Republican presidential candidate Mike Huckabee showed up near Flint MI on January 11 to greet supporters shouting "Go, Mike, go!". Wearing a Red Wings hockey team jacket, Huckabee joined fellow musicians on his bass guitar at the Birch Run Expo Center, which is within sight of a popular outlet mall in Birch Run MI. Responding to cheers and the "Michigan for Huckabee" signs, the jovial politician asked supporters to use their enthusiasm to "help something happen Tuesday that a lot of people don't think can happen." Michigan voters will go to the polls on Tuesday, January 15 to choose canddidate in the Republican and Democratic party primaries.
"I like you too!" said the former governor of Arkansas and preacher, who reminded the crowd of Flint's past glory as an automotive powerhouse that drew many of his compatriots from Arkansas to work in the now-defunct factories of General Motors. Said Huckabee, in a state where unemployment is high and hopes are low, "There was a time when Michigan was a have where people could work hard and put food on their family's table and produdly know that job would be there next week because people were buying acars and buying things made in this great state". Some in the crowd shouted back "not any more!" Supporters cheered for his anti-abortion stance.
Striking a populist tone, Huckabee referred to the fact that he was the first in the male line of his family to graduate high school saying "...if a guy like me can be president your child can, too". Guns are an issue too, in a state with a long tradition of hunting and where Detroit, for example, earned a reputation for gun violence.
Flint, which is described by some as the Buckle of the Rust Belt, was cited last year in one study as the most violent city in the US. However, homicides dropped from 55 in 2006 to 30 in 2007. According to the Flint Journal, which quoted County Prosecutor David Leyton as saying that cooperation between the various law enforcement agencies has meant more arrests and convictions of violent criminals. The newspaper quoted Leyton as saying "If they are not out on the streets, they can't create mischief." The newspaper said that Leyton suggested that criminals causing the most violent crime are dead or behind bars.

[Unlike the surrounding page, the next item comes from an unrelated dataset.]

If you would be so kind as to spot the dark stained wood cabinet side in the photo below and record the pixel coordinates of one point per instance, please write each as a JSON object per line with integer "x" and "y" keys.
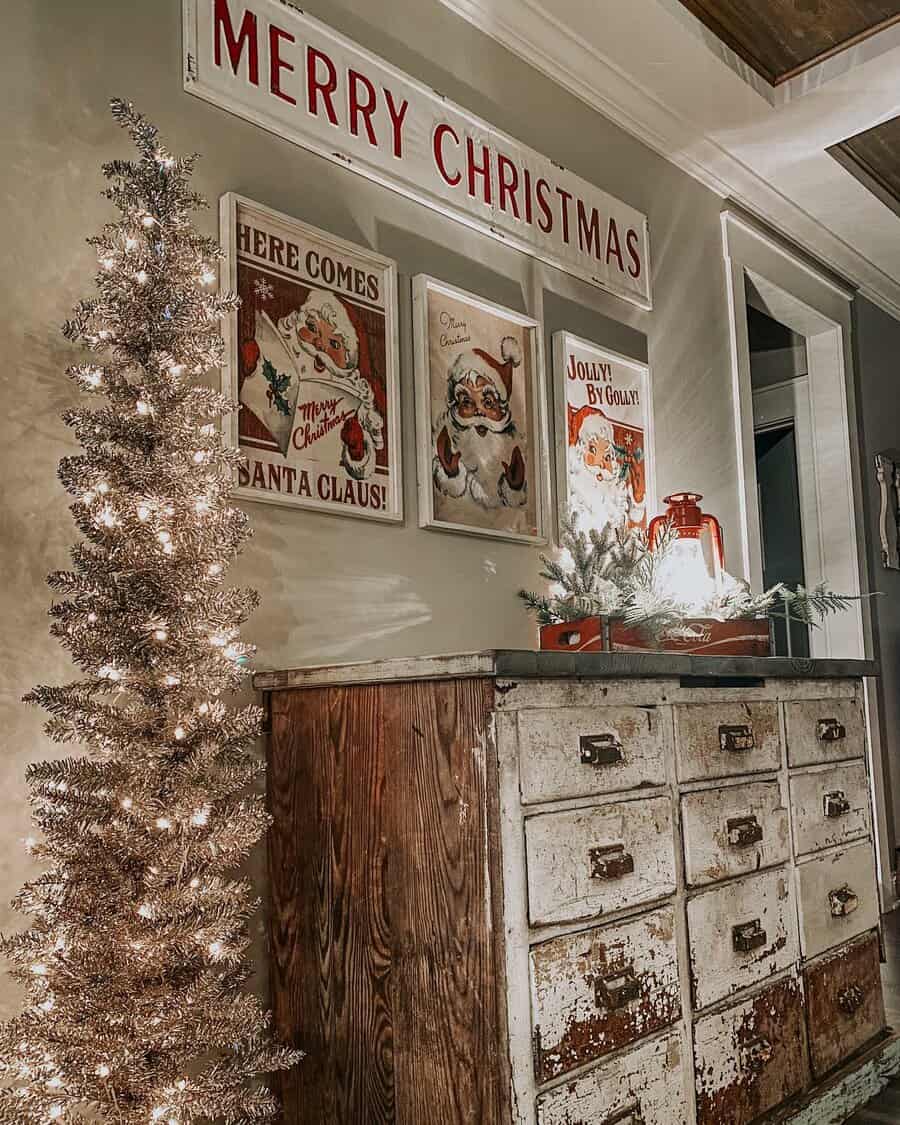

Even so, one Baptist minister credits an increase in the number of concealed weapon permits issued to county residents for the drop in violent crime. Pastor Barry Parker of First Baptist Church in Clio MI, for example, received a concealed weapon permit last year and encouraged his flock to also do so. The law permitting concealed weapons (CCW) went into effect in 2001 and there are now 155,000 permit holders in the state. The crime rate for the state has dropped since then overall, prompting some to say that pistol-packing citizens are to be credited for taking a bite out of crime. The concealed weapons law, says Parker "I believe makes the community safer". Pastor Parker's congregation has members who tote weapons to church on Sunday. Sheriff Robert J. Pickell, a Roman Catholic who is also active in spiritual ministry to the incarcerated, pooh-poohed concerns on the part of those who worry that more guns equals more violence "Everyone predicted a shoot-out at the OK Corral...It never happened."